Jeanne Oosting, Landschap bij Clamart (ca. 1937), olieverf, Museum Maassluis (foto: MvD, mei 2022)

Een werkelijke revolutie in haar werk vindt echter plaats wanneer zij in het Parijse atelier van de Britse graficus Stanley Hayter (1901-1988) terecht komt, en zich verdiept in zijn experimentele grafische technieken.


Jeanne Oosting aan het werk in het Atelier17, van Stanley Hayter, Parijs (© Marienwaerdt, Beesd)

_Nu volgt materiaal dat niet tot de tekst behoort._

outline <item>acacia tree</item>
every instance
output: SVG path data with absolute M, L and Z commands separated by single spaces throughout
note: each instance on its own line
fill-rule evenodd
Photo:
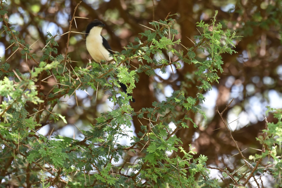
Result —
M 53 36 L 50 32 L 47 37 L 43 34 L 46 41 L 42 52 L 38 52 L 32 48 L 40 42 L 27 43 L 20 37 L 21 32 L 6 18 L 9 5 L 1 3 L 3 33 L 12 45 L 7 47 L 12 48 L 10 55 L 5 56 L 5 63 L 1 67 L 0 92 L 3 98 L 0 136 L 4 156 L 0 177 L 4 187 L 225 187 L 229 185 L 233 187 L 250 187 L 254 181 L 256 186 L 263 187 L 261 179 L 256 176 L 280 176 L 281 162 L 276 148 L 273 147 L 280 143 L 275 137 L 281 136 L 277 129 L 281 124 L 279 110 L 274 116 L 278 122 L 267 124 L 258 137 L 262 148 L 248 159 L 249 155 L 242 153 L 225 123 L 224 114 L 230 104 L 226 104 L 229 105 L 225 109 L 221 109 L 221 105 L 217 109 L 217 116 L 239 153 L 239 158 L 245 164 L 243 168 L 239 161 L 234 162 L 236 167 L 233 172 L 227 168 L 207 166 L 208 158 L 212 162 L 213 156 L 207 157 L 201 152 L 196 154 L 195 150 L 199 149 L 191 145 L 193 133 L 199 125 L 195 123 L 195 114 L 205 115 L 199 105 L 204 101 L 203 94 L 211 89 L 211 84 L 220 81 L 218 74 L 223 72 L 223 57 L 225 53 L 235 52 L 235 44 L 239 41 L 235 32 L 223 30 L 223 26 L 216 21 L 217 11 L 210 24 L 201 21 L 196 24 L 200 33 L 190 38 L 193 46 L 183 45 L 182 38 L 176 39 L 178 32 L 172 18 L 175 15 L 169 15 L 164 21 L 146 24 L 145 28 L 149 29 L 125 50 L 116 53 L 115 63 L 90 61 L 80 66 L 83 61 L 76 62 L 78 58 L 72 50 L 76 36 L 73 35 L 81 31 L 74 26 L 75 22 L 79 26 L 79 21 L 82 19 L 76 17 L 79 14 L 78 5 L 73 7 L 68 31 L 60 36 Z M 59 45 L 63 38 L 66 45 Z M 180 50 L 178 47 L 181 45 L 186 47 Z M 76 52 L 81 53 L 81 50 Z M 25 61 L 26 70 L 14 67 L 19 64 L 17 60 L 21 59 Z M 188 68 L 192 71 L 181 73 Z M 143 89 L 149 88 L 150 79 L 158 76 L 159 70 L 164 74 L 170 69 L 170 78 L 176 83 L 171 85 L 174 89 L 179 89 L 158 101 L 153 92 Z M 182 76 L 185 78 L 177 85 L 177 77 Z M 161 93 L 159 90 L 169 84 L 168 80 L 155 87 L 156 93 Z M 128 92 L 133 92 L 136 103 L 130 102 L 131 97 L 116 89 L 119 82 L 127 85 Z M 94 92 L 90 94 L 91 105 L 87 107 L 77 93 L 91 90 Z M 73 99 L 75 102 L 68 106 L 66 97 Z M 103 109 L 102 113 L 93 110 L 99 109 L 93 106 L 105 101 L 111 101 L 109 103 L 111 109 Z M 76 110 L 75 113 L 72 109 Z M 52 129 L 47 134 L 49 137 L 35 131 L 50 125 L 58 129 L 61 125 L 77 124 L 78 120 L 83 121 L 84 127 L 78 128 L 80 137 L 75 139 L 60 136 L 60 132 L 52 134 Z M 136 136 L 128 131 L 133 122 Z M 169 126 L 171 123 L 175 127 Z M 187 135 L 188 139 L 185 139 L 183 136 Z M 122 144 L 122 137 L 130 141 Z M 222 153 L 231 154 L 227 150 Z M 173 153 L 168 155 L 168 151 Z M 273 159 L 269 161 L 271 166 L 262 162 L 266 157 Z M 251 162 L 253 160 L 254 163 Z M 211 169 L 222 173 L 222 182 L 211 178 Z M 279 182 L 277 183 L 279 186 Z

In Parijs maakt Jeanne haar meest vernieuwende en interessante werk, niet alleen technisch, maar ook thematisch. Het is eigenlijk verbijsterend, hoe groot het verschil is tussen dit grafische werk, en het werk dat ze later in Nederland maakt. Vakgenoten roemen haar dan ook voornamelijk om haar Parijse grafiek. Bij het grote publiek is dit werk echter lang onbekend gebleven. Dit heeft er veel mee te maken, dat het als ‘zwaar’, moeilijk, melancholiek, schokkend…. kortom: ‘onvrouwelijk’ werd beschouwd.

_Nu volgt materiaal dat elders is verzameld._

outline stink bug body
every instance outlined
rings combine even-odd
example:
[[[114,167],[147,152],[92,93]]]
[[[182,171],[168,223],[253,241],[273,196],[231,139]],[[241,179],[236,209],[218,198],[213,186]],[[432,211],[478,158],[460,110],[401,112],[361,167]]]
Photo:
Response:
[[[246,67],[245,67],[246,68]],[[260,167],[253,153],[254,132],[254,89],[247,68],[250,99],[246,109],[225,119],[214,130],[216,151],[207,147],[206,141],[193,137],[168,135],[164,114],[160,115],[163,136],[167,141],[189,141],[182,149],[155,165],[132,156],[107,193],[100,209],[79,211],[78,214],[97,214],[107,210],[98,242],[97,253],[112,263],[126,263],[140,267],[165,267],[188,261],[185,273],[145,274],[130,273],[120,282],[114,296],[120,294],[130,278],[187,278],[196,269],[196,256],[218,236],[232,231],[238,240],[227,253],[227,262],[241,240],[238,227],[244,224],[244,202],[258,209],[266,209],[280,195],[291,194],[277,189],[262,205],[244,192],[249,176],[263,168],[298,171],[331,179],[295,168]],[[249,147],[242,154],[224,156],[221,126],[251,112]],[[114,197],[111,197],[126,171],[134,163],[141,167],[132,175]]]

Jeanne Oosting, L’oubli, lithografie uit de map Accents plaintifs (1934) (© Museum Belvédère)

Na een dag keihard werken op haar atelier, volgt Jeanne vaak ’s avonds nog lessen bij anderen, of gaat ze naar het theater of het circus, waar ze ook weer inspiratie opdoet voor series etsen en lithografieën.


Jeanne Oosting, Divertissement (1934), lithografie, Part. coll. (foto: MvD, mei 2022)

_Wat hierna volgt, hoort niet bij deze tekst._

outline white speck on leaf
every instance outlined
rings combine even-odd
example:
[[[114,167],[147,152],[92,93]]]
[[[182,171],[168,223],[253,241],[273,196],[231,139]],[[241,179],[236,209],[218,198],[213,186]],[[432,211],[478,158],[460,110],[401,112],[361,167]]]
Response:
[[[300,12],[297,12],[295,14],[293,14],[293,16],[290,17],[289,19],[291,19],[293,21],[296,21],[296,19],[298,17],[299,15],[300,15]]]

Ze werkt als een paard, vaak onder erbarmelijke omstandigheden, lijdt kou en soms zelfs honger, is soms eenzaam en heeft depressieve perioden. Ze lijdt onder financiële zorgen, de verstoorde verhouding met haar ouders, en heeft last van een grote onzekerheid over haar kunstzinnige kennis en vaardigheden. In feite is ze steeds bezig om te bewijzen dat ze ‘goed genoeg’ is voor de loopbaan die ze gekozen heeft.

Haar werk is in toenemende mate observerend, inzoomend op de essentie, sfeer of innerlijke gemoedstoestand.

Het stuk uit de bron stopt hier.